5 Questions: Reproductive biologist thriving at the intersection of biomedical science and agriculture

5 Questions: Reproductive biologist thriving at the intersection of biomedical science and agriculture
5 Questions: Reproductive biologist thriving at the intersection of biomedical science and agriculture

This week’s 5 Questions Friday features Matthew Dean, assistant professor in the Department of Animal Sciences. Dean's group studies the female reproductive system, with the goal of improving fertility in both humans and livestock.

What motivates you in your work?

The biggest motivator is curiosity. I want to know how things work. I love coming with new hypotheses that we can test in the lab. That way, we can move research forward. Another motivator is a desire to make discoveries that help society. The research in my lab is very basic, but I hope it leads to improvements in the fertility of both humans and livestock species.  

What do you like about working in ACES and why did you choose to come here?

There are several reasons why I chose U of I and ACES. First, my research interests include both biomedical and animal agriculture-related questions. I think our animal science department is one of the best in that respect. I love that my colleagues study everything from cancer to animal nutrition. Secondly, my wife is also a scientist, so we needed a university where we both could thrive. We felt like there were lots of opportunities here for her as well. Finally, we liked the Champaign Urbana area. Everyone is so kind, both on and off-campus. When we came here for my interview, it felt like a place we would want to live.  

When did you know you wanted to be a professor?

I've always known I wanted to be a teacher. My bachelor's degree is in Agricultural and Environmental Education. By the time I graduated, I knew I did not want to teach high school, and I thought that I wanted to be an Extension agent. That led to a master's degree in Animal Science. That was my first experience with research, and I loved it. After that, I knew I wanted to do a Ph.D. so that I could have my own research lab someday.

What's it like working with students who are finding their way in the world?

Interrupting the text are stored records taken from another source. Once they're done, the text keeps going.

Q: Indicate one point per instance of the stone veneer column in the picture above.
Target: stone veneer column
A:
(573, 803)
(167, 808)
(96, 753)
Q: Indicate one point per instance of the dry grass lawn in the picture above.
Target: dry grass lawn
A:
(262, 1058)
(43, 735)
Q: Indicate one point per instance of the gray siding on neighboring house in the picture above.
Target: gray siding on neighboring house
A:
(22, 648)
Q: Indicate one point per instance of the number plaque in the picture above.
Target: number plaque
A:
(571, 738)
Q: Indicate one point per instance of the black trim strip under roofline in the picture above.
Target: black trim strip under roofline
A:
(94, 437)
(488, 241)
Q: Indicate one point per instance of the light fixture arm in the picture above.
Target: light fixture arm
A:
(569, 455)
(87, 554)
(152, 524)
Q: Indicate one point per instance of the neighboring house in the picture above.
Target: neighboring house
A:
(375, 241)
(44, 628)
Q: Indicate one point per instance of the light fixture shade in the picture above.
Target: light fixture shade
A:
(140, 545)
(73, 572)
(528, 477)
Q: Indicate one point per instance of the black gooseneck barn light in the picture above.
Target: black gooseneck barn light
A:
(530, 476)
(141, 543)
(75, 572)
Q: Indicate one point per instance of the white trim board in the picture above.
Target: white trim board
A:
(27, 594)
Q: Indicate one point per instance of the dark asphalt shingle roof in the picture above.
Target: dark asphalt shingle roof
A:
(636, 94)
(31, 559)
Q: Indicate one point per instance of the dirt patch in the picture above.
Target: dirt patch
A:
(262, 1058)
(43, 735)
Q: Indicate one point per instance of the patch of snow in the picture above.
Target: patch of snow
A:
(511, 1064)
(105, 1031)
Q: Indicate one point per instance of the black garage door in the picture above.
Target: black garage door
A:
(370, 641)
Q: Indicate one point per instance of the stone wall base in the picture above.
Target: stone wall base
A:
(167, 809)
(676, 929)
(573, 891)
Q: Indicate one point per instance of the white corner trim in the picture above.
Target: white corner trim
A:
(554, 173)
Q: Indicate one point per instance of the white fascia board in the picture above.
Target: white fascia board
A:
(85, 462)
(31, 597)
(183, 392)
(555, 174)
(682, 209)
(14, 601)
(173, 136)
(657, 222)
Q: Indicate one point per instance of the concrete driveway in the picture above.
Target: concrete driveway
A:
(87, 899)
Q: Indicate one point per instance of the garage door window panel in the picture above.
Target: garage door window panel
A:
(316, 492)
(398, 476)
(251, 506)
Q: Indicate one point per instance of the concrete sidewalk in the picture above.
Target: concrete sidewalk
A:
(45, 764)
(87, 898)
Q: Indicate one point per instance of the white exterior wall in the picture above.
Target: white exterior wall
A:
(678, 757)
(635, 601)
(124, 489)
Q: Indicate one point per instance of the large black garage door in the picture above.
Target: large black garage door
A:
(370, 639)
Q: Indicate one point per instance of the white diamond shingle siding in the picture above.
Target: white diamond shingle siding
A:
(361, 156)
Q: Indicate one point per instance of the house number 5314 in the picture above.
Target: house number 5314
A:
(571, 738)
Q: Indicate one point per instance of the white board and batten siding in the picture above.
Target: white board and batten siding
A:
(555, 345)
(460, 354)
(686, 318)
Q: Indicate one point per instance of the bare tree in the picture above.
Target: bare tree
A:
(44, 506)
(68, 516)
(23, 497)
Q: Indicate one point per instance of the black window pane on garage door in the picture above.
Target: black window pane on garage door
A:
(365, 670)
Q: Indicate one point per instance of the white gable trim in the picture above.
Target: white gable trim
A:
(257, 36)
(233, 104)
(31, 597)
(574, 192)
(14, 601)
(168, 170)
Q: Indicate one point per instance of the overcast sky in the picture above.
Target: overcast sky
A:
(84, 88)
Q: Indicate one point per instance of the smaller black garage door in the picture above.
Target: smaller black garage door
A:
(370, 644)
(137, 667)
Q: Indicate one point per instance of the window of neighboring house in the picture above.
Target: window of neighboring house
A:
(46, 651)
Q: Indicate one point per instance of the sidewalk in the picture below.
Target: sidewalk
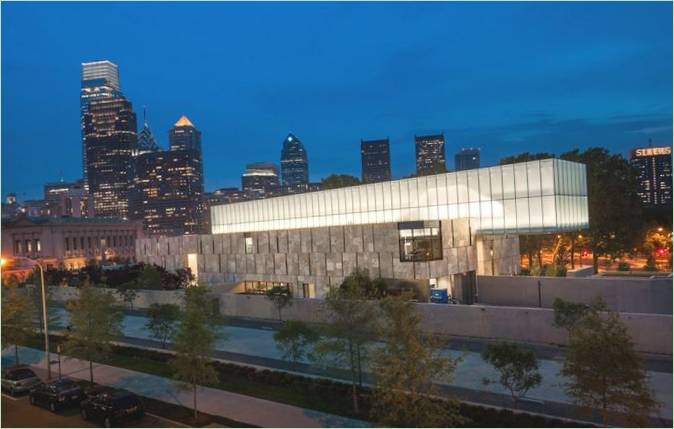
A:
(237, 407)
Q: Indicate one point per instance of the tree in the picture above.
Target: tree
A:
(128, 292)
(293, 340)
(194, 343)
(150, 278)
(16, 318)
(280, 298)
(405, 369)
(351, 326)
(161, 322)
(334, 181)
(517, 368)
(605, 371)
(95, 321)
(614, 221)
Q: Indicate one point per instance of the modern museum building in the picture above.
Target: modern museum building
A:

It is both the best and scariest part of my job. Watching students learn about science, think critically, and build confidence is awesome. It is even better when it helps them take the next step in their career, whether that be grad school, vet school, a job, or something else. The scary part is that sometimes students ask me for advice. Graduate school doesn't train you for that. I try to be honest and stress that everyone's path is different. In the end, they have to make these big decisions for themselves. I also think it is important to connect students to people with diverse careers to help them make their own decisions.


What do you like to do when you're not working?

I try to spend time as much time with my daughter as possible. She is just over a year old, and it is incredible how fast she is growing, learning, and changing. She learned to walk recently, and now she is all over. She loves to be outside, so we try to let her spend time in the backyard or at the park as much as possible. Otherwise, I also like to be outdoors. I like to hike and camp, which is hard to do with a toddler! But my wife and I try to go hiking as much as we can.